Lehava had organized demonstrations protesting the presence of Christians in Israel, and in late 2015 demonstrated before the Jerusalem International YMCA, with the crowd shouting: "The Arabs won't defeat us with knives, and the Christians won't buy us with presents!" Gopstein wrote an article for a local website, Kooker, in which he declared: "Missionary work must not be given a foothold... Let's throw the vampires out of our land before they drink our blood again." He also called for a ban on the Christmas holiday.

==Opposition to Lehava==
Israel Religious Action Center (IRAC), the Israeli liberal Judaism primary advocacy organization, asserts that Lehava is racist, and maintains a public relations campaign against Lehava and Gopstein. In May 2016, IRAC stepped up the campaign, releasing statistics showing that Lehava's social media efforts were generating approximately 200,000 anti-Arab hate postings per year to Facebook, Twitter, and Instagram, about a quarter of which call for physical violence against Arabs. Facebook deleted seven Lehava accounts because of improper conduct, but Lehava continues to generate Facebook postings via other accounts.
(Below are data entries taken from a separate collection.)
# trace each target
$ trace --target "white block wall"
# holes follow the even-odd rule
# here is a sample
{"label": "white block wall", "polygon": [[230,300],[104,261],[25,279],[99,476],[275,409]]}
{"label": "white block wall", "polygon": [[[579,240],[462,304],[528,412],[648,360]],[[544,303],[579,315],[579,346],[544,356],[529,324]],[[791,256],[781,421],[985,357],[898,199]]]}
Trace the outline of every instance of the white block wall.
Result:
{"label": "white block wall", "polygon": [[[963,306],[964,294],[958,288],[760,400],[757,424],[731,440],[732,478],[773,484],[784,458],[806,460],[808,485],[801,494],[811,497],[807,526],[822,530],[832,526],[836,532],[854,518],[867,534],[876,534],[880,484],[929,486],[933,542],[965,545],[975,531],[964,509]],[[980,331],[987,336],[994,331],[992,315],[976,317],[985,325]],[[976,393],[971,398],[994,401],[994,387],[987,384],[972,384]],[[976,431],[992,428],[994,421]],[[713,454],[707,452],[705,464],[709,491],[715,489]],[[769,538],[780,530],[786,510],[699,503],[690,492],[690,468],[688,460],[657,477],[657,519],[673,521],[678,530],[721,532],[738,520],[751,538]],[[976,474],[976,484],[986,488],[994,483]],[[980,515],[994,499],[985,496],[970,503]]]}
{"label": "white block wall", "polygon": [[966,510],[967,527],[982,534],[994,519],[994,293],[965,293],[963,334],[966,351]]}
In May 2016, the Anti-Defamation League sent a letter to Israel's Attorney General Avichai Mendelblit, encouraging action to be taken to curb Lehava and Gopstein. In the letter, the ADL says that Gopstein calls Christians "bloodsucking vampires", condoned burning Christian churches, and that his Facebook page includes anti-LGBT posts, as well as ones the ADL calls "extremely abusive, racist, inflammatory, and violent". The ADL protested Israel's ongoing acceptance of Lehava's "hateful discourse" as detrimental to the country, and that it gives "a weapon [to] Israel's enemies, who use it as a basis for their rushed conclusions and generalizations about Israeli society".

In 2024, the US imposed sanctions on the organization and its leader Bentzi Gopstein, according to this announcement Lehava is "the largest violent extremist organization in Israel ... LEHAVA’s members have engaged in acts of violence against Palestinians, affecting the West Bank".